Load graphics library, then plot:
library(ggplot2)
ggplot(data=fish, mapping=aes(x=riffle, y=pool)) + geom_point()
The plot suggests that the pool group may have. We must find a p-value: the probability that there is actualy a difference between the Pool and Riffle groups. If the p-value is low then one must reject the null hypothesis. Specifically, if evidence is found that there is a difference between the two means. The plot helpds describe the accuracy of the p-value.
Null Hypothesis: The means of the population of pool is the same as the mean in the population of Riffle.
Alternative: The mean of the population of pool is greater thean the mean in the population of Riffle.
A paired t-test because it is used to test the hypothesis abot population means of quantitative variables.
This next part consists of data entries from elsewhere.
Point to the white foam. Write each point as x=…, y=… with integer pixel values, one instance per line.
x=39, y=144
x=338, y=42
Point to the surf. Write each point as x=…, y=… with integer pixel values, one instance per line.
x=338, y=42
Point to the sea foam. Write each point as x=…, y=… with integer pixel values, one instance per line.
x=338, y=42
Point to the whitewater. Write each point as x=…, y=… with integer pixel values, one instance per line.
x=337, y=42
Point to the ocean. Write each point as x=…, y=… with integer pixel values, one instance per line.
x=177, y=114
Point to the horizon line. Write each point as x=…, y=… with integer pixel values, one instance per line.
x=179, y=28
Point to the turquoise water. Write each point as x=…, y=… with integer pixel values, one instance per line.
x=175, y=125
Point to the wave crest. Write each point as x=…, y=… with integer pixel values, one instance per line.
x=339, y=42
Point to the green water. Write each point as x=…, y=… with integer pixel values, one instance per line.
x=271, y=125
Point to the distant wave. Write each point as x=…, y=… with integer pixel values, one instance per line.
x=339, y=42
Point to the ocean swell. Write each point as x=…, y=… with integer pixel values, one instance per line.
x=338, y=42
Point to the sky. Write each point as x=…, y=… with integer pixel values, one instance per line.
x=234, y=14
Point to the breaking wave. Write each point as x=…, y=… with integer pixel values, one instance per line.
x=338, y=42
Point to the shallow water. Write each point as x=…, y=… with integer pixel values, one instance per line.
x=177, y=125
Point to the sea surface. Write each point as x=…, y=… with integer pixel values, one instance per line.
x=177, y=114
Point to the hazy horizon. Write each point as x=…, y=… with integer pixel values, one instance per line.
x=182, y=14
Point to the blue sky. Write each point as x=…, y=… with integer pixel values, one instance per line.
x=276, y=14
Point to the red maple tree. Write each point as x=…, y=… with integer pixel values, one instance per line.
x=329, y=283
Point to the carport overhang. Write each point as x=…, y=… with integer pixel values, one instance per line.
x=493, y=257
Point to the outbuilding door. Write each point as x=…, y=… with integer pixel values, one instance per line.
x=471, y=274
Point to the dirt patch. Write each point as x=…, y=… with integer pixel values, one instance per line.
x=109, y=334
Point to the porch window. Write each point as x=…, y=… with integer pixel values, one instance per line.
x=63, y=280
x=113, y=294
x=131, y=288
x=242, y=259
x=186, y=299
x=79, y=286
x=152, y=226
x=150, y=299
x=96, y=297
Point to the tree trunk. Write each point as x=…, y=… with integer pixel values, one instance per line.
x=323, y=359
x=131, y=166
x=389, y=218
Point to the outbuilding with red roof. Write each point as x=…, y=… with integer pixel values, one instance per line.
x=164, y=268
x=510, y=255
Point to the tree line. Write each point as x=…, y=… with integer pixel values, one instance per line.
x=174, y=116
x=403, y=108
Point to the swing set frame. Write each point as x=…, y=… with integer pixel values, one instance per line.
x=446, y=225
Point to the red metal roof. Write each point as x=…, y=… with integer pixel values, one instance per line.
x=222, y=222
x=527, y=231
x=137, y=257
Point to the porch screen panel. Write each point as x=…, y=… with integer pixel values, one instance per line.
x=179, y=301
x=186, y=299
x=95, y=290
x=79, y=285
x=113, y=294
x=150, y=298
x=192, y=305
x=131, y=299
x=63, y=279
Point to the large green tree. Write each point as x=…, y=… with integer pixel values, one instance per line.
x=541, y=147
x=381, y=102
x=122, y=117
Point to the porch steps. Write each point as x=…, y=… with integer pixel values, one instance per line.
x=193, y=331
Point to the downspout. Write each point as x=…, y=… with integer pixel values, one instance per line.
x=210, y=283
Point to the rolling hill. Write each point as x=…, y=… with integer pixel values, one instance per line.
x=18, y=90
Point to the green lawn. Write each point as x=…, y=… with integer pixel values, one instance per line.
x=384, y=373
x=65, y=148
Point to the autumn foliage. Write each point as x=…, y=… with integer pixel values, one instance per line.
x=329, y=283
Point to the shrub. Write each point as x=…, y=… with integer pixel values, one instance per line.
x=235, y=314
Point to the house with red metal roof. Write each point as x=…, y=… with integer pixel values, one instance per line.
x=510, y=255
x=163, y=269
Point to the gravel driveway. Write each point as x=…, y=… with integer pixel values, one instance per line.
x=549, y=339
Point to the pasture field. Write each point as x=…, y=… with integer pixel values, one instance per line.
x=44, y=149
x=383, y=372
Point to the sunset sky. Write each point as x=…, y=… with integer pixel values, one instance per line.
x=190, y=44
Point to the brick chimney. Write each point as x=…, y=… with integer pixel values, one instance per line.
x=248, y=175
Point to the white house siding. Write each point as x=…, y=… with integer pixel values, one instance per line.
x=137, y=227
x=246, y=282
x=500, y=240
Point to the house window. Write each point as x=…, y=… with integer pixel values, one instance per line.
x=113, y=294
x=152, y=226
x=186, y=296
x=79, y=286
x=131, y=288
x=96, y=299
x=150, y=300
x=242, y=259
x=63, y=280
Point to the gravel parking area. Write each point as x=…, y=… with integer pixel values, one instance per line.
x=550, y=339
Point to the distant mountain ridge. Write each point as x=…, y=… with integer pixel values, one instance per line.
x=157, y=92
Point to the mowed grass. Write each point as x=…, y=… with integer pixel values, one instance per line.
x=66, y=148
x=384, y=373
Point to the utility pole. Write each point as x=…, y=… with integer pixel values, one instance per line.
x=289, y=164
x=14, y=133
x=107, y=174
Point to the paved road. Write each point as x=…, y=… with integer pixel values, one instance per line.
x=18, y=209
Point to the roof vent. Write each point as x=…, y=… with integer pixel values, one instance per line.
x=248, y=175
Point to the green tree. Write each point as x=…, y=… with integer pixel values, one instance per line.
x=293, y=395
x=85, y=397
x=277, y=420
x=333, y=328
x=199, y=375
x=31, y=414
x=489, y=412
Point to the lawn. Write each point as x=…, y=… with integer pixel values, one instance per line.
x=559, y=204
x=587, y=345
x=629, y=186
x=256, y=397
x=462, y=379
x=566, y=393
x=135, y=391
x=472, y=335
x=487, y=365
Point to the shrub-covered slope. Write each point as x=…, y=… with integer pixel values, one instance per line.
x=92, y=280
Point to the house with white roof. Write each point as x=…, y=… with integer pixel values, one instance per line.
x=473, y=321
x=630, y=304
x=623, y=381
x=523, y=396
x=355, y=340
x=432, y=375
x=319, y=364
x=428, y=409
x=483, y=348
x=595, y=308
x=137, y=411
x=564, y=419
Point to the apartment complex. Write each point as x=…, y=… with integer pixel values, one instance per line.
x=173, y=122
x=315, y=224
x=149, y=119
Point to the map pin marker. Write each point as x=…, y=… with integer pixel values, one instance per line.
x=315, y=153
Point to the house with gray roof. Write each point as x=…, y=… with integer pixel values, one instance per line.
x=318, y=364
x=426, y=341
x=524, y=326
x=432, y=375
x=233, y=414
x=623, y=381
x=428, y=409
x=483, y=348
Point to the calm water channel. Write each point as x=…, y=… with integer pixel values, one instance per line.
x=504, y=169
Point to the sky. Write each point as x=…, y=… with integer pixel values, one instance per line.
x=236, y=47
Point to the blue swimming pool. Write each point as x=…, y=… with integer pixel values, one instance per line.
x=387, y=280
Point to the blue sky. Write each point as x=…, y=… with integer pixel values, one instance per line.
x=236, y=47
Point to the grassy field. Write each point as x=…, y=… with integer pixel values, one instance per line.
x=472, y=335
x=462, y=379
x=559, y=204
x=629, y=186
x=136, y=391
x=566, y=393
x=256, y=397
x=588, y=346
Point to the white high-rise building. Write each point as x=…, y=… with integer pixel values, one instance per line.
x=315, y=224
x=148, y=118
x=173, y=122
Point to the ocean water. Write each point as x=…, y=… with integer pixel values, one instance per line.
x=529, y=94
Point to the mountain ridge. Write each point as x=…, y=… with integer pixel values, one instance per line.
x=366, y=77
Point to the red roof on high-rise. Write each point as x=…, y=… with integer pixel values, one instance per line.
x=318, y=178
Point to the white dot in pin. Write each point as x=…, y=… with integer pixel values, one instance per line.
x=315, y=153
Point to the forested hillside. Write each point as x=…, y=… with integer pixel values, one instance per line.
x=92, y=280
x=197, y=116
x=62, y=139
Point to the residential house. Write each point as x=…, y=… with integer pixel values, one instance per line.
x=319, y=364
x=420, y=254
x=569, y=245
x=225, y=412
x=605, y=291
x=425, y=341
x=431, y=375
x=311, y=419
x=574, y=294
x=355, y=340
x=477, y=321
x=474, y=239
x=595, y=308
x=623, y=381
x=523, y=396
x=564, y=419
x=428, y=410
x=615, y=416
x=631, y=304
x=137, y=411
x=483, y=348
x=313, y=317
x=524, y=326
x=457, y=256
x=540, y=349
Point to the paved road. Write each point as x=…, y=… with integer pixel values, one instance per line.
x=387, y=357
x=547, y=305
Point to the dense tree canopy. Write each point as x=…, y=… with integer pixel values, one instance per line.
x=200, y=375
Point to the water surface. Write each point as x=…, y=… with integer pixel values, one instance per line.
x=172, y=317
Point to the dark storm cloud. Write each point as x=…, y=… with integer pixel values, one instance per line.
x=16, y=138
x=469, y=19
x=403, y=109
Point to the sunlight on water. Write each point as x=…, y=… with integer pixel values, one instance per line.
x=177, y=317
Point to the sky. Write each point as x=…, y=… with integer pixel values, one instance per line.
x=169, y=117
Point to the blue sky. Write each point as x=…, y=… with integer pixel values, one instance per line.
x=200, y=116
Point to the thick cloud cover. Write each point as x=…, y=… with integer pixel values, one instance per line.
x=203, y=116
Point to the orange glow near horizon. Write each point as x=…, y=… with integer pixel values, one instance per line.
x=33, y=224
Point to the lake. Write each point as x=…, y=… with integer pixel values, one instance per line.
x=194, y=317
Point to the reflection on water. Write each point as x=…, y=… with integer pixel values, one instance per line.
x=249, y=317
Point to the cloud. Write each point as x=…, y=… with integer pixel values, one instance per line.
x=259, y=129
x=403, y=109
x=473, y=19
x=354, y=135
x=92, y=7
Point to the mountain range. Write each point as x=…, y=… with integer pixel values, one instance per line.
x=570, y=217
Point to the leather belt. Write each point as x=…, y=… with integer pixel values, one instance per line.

Also, both Pool and Riffle are related, meaning that one has an effect on the other. Both are considered locations, even though they differ.
One sample because there is a paired t-test being used to test this sample. Also, there is a relationship between Pool and Riffle.
T-tests are meant to test a normal distribution of data. The greater the sample size, the more susceptible the t-test is to non-normality.
The best way of judging this is with a qq-plot.
ggplot(data=fish) + geom_qq(mapping=aes(sample=riffle, color=pool))
Here is a ggplot graph also.
gg<-ggplot(data=fish)
gg+geom_qq(mapping=aes(sample=fish$pool))
Here is a scatter plot comparing Riffle and Pool.
library(ggplot2)
ggplot(data=fish, mapping=aes(x=riffle, y=pool)) + geom_point() + geom_abline(slope=1, intercept=0) + annotate ("text", x=1.25, y=4, label="More in Pool") + annotate("text", x=3.5, y=2, label="More in Riffle")
The data appears to be normal.
The level of significance for the test is 0.05.
t.test(fish$pool, fish$riffle, paired=TRUE)
##
## Paired t-test
##
## data: fish$pool and fish$riffle
## t = 4.5826, df = 14, p-value = 0.0004264
## alternative hypothesis: true difference in means is not equal to 0
## 95 percent confidence interval:
## 1.170332 3.229668
## sample estimates:
## mean of the differences
## 2.2
The p-value is lower than the level of significane. The means are not equal, therefore; the null hypothesis is REJECTED. The means of Pool and Riffle are not equal. The alternative hypothesis should be accepted.
The confidence interval describes the range of values that include the difference in means. In this case, the difference of the means cannot be zero, because the confidence interval is between [1.170332, 3.229668]. This reaffirms that the null hypothesis should be rejected. This step relates to the prevous step.
There is evidence to prove that the means are not equal in the entire population.
summary(fish)
## location pool riffle
## Min. : 1.0 Min. :1.000 Min. :1.000
## 1st Qu.: 4.5 1st Qu.:3.500 1st Qu.:2.000
## Median : 8.0 Median :5.000 Median :2.000
## Mean : 8.0 Mean :4.667 Mean :2.467
## 3rd Qu.:11.5 3rd Qu.:6.000 3rd Qu.:3.000
## Max. :15.0 Max. :8.000 Max. :4.000
There is apparent evidence that fish in pools are more abundant than fish in riffles. When looking at the summary statistics, fish in most locations are found in pools, rather then Riffles. The mean of Riffle is notably lower than that of Pool.